TSGCNは3次元歯(表面)セグメンテーションにおいて最先端の方法よりも優れています。
- 参考スコア(独自算出の注目度): 133.02190910009384
- License: http://creativecommons.org/licenses/by/4.0/
- Abstract: Precise segmentation of teeth from intra-oral scanner images is an essential
task in computer-aided orthodontic surgical planning. The state-of-the-art deep
learning-based methods often simply concatenate the raw geometric attributes
(i.e., coordinates and normal vectors) of mesh cells to train a single-stream
network for automatic intra-oral scanner image segmentation. However, since
different raw attributes reveal completely different geometric information, the
naive concatenation of different raw attributes at the (low-level) input stage
may bring unnecessary confusion in describing and differentiating between mesh
cells, thus hampering the learning of high-level geometric representations for
the segmentation task. To address this issue, we design a two-stream graph
convolutional network (i.e., TSGCN), which can effectively handle inter-view
confusion between different raw attributes to more effectively fuse their
complementary information and learn discriminative multi-view geometric
representations. Specifically, our TSGCN adopts two input-specific
graph-learning streams to extract complementary high-level geometric
representations from coordinates and normal vectors, respectively. Then, these
single-view representations are further fused by a self-attention module to
adaptively balance the contributions of different views in learning more
discriminative multi-view representations for accurate and fully automatic
tooth segmentation. We have evaluated our TSGCN on a real-patient dataset of
dental (mesh) models acquired by 3D intraoral scanners. Experimental results
show that our TSGCN significantly outperforms state-of-the-art methods in 3D
tooth (surface) segmentation. Github:
https://github.com/ZhangLingMing1/TSGCNet.

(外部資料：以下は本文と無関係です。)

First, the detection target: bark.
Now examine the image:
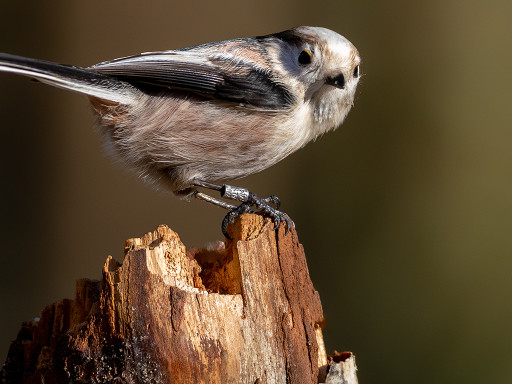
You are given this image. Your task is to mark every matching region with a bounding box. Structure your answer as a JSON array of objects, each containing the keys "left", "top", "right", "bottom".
[{"left": 0, "top": 215, "right": 357, "bottom": 383}]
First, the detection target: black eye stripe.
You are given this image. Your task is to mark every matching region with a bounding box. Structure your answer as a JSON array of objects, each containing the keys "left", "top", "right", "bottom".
[
  {"left": 326, "top": 74, "right": 345, "bottom": 88},
  {"left": 353, "top": 64, "right": 359, "bottom": 79},
  {"left": 299, "top": 49, "right": 312, "bottom": 64}
]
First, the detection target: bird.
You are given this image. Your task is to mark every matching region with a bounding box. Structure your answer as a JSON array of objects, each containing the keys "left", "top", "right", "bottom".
[{"left": 0, "top": 26, "right": 361, "bottom": 238}]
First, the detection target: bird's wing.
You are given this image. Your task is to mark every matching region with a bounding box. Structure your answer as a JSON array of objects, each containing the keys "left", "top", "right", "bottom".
[{"left": 90, "top": 50, "right": 295, "bottom": 110}]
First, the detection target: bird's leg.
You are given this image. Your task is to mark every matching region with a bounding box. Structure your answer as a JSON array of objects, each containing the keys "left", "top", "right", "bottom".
[{"left": 194, "top": 180, "right": 294, "bottom": 239}]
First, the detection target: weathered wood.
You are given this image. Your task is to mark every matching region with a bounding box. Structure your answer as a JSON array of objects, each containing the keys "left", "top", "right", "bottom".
[{"left": 0, "top": 215, "right": 357, "bottom": 383}]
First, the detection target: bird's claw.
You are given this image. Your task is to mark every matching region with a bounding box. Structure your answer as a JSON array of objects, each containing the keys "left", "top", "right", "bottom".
[{"left": 222, "top": 193, "right": 295, "bottom": 240}]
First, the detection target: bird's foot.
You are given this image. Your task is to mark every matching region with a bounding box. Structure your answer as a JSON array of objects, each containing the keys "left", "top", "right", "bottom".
[{"left": 222, "top": 192, "right": 294, "bottom": 239}]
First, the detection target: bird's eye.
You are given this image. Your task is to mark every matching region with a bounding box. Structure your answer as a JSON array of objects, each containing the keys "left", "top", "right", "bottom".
[
  {"left": 354, "top": 64, "right": 359, "bottom": 79},
  {"left": 326, "top": 74, "right": 345, "bottom": 88},
  {"left": 299, "top": 49, "right": 312, "bottom": 64}
]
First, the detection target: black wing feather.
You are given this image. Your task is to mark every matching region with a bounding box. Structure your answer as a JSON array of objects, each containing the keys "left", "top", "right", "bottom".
[{"left": 91, "top": 53, "right": 294, "bottom": 110}]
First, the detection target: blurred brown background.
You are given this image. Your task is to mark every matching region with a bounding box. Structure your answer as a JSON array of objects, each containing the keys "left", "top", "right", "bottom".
[{"left": 0, "top": 0, "right": 512, "bottom": 383}]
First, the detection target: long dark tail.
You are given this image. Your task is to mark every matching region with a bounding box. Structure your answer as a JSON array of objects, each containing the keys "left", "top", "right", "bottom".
[{"left": 0, "top": 53, "right": 136, "bottom": 104}]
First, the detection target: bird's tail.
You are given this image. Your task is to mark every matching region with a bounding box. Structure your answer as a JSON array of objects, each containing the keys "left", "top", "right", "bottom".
[{"left": 0, "top": 53, "right": 136, "bottom": 104}]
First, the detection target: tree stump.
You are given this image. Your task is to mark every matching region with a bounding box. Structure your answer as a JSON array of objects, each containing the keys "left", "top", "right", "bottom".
[{"left": 0, "top": 214, "right": 357, "bottom": 383}]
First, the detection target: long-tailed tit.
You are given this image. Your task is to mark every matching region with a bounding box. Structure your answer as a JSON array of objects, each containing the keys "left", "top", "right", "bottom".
[{"left": 0, "top": 27, "right": 360, "bottom": 235}]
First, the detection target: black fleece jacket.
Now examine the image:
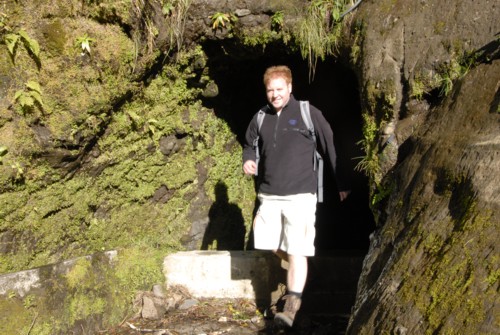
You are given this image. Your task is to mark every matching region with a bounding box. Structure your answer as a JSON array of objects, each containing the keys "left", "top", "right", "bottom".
[{"left": 243, "top": 96, "right": 349, "bottom": 195}]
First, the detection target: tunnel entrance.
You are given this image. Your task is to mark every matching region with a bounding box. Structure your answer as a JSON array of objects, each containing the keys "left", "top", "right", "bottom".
[{"left": 203, "top": 41, "right": 375, "bottom": 254}]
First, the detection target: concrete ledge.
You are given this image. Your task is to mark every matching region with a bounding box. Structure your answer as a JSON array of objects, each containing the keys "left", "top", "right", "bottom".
[{"left": 163, "top": 250, "right": 286, "bottom": 302}]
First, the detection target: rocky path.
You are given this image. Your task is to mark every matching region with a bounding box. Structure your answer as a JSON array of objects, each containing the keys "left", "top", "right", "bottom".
[{"left": 106, "top": 299, "right": 348, "bottom": 335}]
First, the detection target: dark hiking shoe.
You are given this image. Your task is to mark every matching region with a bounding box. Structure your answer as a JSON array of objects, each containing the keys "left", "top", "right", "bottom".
[
  {"left": 274, "top": 294, "right": 302, "bottom": 328},
  {"left": 264, "top": 293, "right": 286, "bottom": 320}
]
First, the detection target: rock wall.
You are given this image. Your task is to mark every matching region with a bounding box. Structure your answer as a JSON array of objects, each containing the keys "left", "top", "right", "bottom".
[
  {"left": 348, "top": 1, "right": 500, "bottom": 334},
  {"left": 0, "top": 0, "right": 500, "bottom": 334}
]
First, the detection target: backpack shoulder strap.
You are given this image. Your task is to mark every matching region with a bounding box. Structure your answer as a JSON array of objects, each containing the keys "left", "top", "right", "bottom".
[
  {"left": 253, "top": 107, "right": 266, "bottom": 176},
  {"left": 300, "top": 100, "right": 316, "bottom": 142},
  {"left": 257, "top": 109, "right": 266, "bottom": 135},
  {"left": 300, "top": 100, "right": 323, "bottom": 202}
]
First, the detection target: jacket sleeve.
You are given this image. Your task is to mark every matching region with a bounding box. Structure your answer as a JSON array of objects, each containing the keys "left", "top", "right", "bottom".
[
  {"left": 243, "top": 114, "right": 258, "bottom": 163},
  {"left": 310, "top": 106, "right": 351, "bottom": 191}
]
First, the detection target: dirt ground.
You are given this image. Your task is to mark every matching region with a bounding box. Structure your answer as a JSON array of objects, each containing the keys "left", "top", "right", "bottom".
[{"left": 106, "top": 299, "right": 348, "bottom": 335}]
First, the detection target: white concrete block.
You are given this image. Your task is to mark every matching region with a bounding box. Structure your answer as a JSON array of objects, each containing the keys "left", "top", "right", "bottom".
[{"left": 163, "top": 250, "right": 286, "bottom": 301}]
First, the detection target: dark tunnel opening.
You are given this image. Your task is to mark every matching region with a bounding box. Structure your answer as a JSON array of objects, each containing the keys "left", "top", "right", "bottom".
[{"left": 203, "top": 41, "right": 375, "bottom": 254}]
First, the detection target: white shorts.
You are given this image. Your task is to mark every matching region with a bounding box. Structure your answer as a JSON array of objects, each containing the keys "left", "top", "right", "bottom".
[{"left": 253, "top": 193, "right": 317, "bottom": 256}]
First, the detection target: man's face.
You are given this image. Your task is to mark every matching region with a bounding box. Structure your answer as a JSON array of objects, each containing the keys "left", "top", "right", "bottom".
[{"left": 266, "top": 77, "right": 292, "bottom": 112}]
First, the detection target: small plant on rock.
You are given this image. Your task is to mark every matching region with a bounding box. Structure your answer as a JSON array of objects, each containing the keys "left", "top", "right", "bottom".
[
  {"left": 210, "top": 12, "right": 237, "bottom": 30},
  {"left": 76, "top": 34, "right": 95, "bottom": 55},
  {"left": 14, "top": 80, "right": 44, "bottom": 115},
  {"left": 4, "top": 29, "right": 40, "bottom": 68},
  {"left": 271, "top": 10, "right": 285, "bottom": 31},
  {"left": 0, "top": 145, "right": 9, "bottom": 165}
]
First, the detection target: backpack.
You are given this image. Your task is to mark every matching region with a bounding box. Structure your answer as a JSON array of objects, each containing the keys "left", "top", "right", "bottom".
[{"left": 253, "top": 101, "right": 323, "bottom": 202}]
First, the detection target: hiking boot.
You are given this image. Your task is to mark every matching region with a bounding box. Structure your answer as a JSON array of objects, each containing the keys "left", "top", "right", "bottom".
[
  {"left": 263, "top": 288, "right": 286, "bottom": 319},
  {"left": 274, "top": 294, "right": 302, "bottom": 328}
]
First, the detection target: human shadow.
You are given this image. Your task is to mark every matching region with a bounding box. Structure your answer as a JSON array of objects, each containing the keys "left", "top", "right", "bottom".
[{"left": 201, "top": 181, "right": 246, "bottom": 250}]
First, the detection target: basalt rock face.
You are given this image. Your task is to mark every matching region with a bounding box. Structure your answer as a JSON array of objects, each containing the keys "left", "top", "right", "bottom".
[
  {"left": 347, "top": 1, "right": 500, "bottom": 334},
  {"left": 0, "top": 0, "right": 500, "bottom": 334}
]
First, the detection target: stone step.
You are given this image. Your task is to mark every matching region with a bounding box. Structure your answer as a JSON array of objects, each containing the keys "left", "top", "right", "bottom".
[{"left": 163, "top": 250, "right": 364, "bottom": 314}]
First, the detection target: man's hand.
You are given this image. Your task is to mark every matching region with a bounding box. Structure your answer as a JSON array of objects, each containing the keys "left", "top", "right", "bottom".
[
  {"left": 243, "top": 160, "right": 257, "bottom": 174},
  {"left": 339, "top": 191, "right": 351, "bottom": 201}
]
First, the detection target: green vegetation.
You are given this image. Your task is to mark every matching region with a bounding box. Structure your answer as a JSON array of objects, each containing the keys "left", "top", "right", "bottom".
[
  {"left": 271, "top": 10, "right": 285, "bottom": 31},
  {"left": 0, "top": 145, "right": 9, "bottom": 164},
  {"left": 14, "top": 80, "right": 44, "bottom": 115},
  {"left": 210, "top": 12, "right": 238, "bottom": 30},
  {"left": 4, "top": 26, "right": 41, "bottom": 68},
  {"left": 356, "top": 113, "right": 380, "bottom": 184},
  {"left": 76, "top": 33, "right": 95, "bottom": 55},
  {"left": 296, "top": 0, "right": 352, "bottom": 76}
]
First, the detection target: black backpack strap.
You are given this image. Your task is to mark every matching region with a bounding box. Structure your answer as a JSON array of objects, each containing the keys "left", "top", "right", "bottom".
[
  {"left": 253, "top": 109, "right": 266, "bottom": 176},
  {"left": 300, "top": 101, "right": 323, "bottom": 202}
]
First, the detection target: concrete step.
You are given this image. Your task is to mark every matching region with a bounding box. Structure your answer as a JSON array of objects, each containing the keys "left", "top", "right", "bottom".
[{"left": 163, "top": 250, "right": 364, "bottom": 314}]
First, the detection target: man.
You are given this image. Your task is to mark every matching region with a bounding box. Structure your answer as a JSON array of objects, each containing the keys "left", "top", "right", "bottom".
[{"left": 243, "top": 66, "right": 349, "bottom": 327}]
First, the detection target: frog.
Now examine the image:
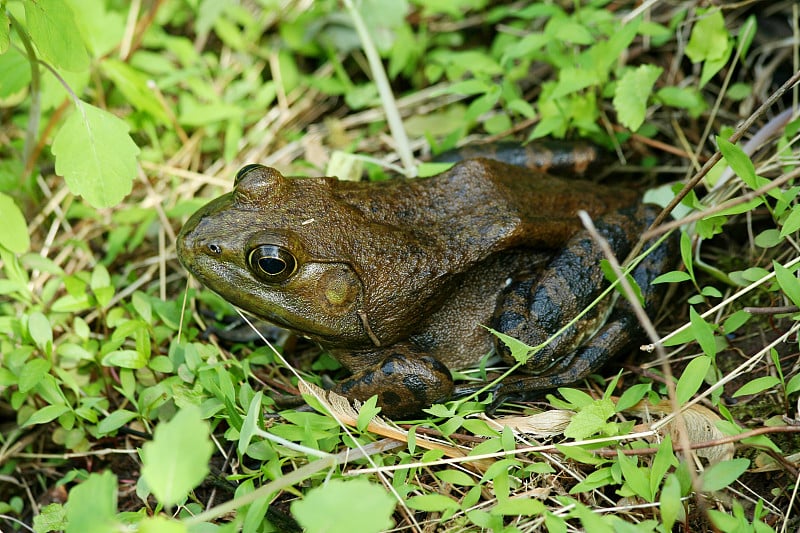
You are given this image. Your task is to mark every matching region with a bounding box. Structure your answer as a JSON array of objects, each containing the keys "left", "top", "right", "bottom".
[{"left": 176, "top": 143, "right": 676, "bottom": 418}]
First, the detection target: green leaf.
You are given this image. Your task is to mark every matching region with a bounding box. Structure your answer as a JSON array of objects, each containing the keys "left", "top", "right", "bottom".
[
  {"left": 141, "top": 405, "right": 214, "bottom": 506},
  {"left": 689, "top": 307, "right": 717, "bottom": 357},
  {"left": 675, "top": 355, "right": 711, "bottom": 404},
  {"left": 656, "top": 87, "right": 708, "bottom": 118},
  {"left": 781, "top": 206, "right": 800, "bottom": 238},
  {"left": 733, "top": 376, "right": 781, "bottom": 398},
  {"left": 660, "top": 474, "right": 684, "bottom": 531},
  {"left": 97, "top": 409, "right": 137, "bottom": 435},
  {"left": 486, "top": 328, "right": 533, "bottom": 364},
  {"left": 0, "top": 9, "right": 11, "bottom": 55},
  {"left": 238, "top": 391, "right": 263, "bottom": 455},
  {"left": 786, "top": 374, "right": 800, "bottom": 395},
  {"left": 648, "top": 435, "right": 678, "bottom": 501},
  {"left": 19, "top": 358, "right": 50, "bottom": 393},
  {"left": 291, "top": 478, "right": 396, "bottom": 533},
  {"left": 686, "top": 8, "right": 728, "bottom": 63},
  {"left": 702, "top": 458, "right": 750, "bottom": 492},
  {"left": 102, "top": 350, "right": 147, "bottom": 370},
  {"left": 0, "top": 193, "right": 31, "bottom": 254},
  {"left": 51, "top": 101, "right": 139, "bottom": 207},
  {"left": 100, "top": 59, "right": 169, "bottom": 125},
  {"left": 406, "top": 493, "right": 459, "bottom": 513},
  {"left": 22, "top": 405, "right": 69, "bottom": 427},
  {"left": 617, "top": 450, "right": 654, "bottom": 502},
  {"left": 614, "top": 65, "right": 663, "bottom": 131},
  {"left": 652, "top": 270, "right": 692, "bottom": 284},
  {"left": 136, "top": 515, "right": 188, "bottom": 533},
  {"left": 772, "top": 261, "right": 800, "bottom": 305},
  {"left": 564, "top": 400, "right": 616, "bottom": 440},
  {"left": 33, "top": 503, "right": 67, "bottom": 533},
  {"left": 0, "top": 50, "right": 31, "bottom": 98},
  {"left": 717, "top": 136, "right": 758, "bottom": 189},
  {"left": 65, "top": 470, "right": 119, "bottom": 533},
  {"left": 28, "top": 311, "right": 53, "bottom": 355},
  {"left": 24, "top": 0, "right": 89, "bottom": 72}
]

- Abstract(参考訳): 口腔内スキャナー画像からの歯の精密分割は, コンピュータ支援型矯正手術計画において重要な課題である。
最先端のディープラーニングベースの手法は、メッシュセルの生の幾何学的属性(座標と正規ベクトル)を単純に結合して、単一のストリームネットワークを訓練し、自動的に口内スキャナイメージのセグメンテーションを自動化する。
しかし、異なる原属性が全く異なる幾何学的情報を示すため、(低レベルの)入力段階における異なる原属性の内在的結合は、メッシュセル間の記述と識別において不要な混乱をもたらす可能性があるため、セグメンテーションタスクにおける高レベルの幾何学的表現の学習を妨げる。
この問題に対処するために,2ストリームグラフ畳み込みネットワーク(TSGCN)を設計し,異なる属性間のビュー間混乱を効果的に処理し,補完情報をより効果的に融合させ,識別的多視点幾何表現を学習する。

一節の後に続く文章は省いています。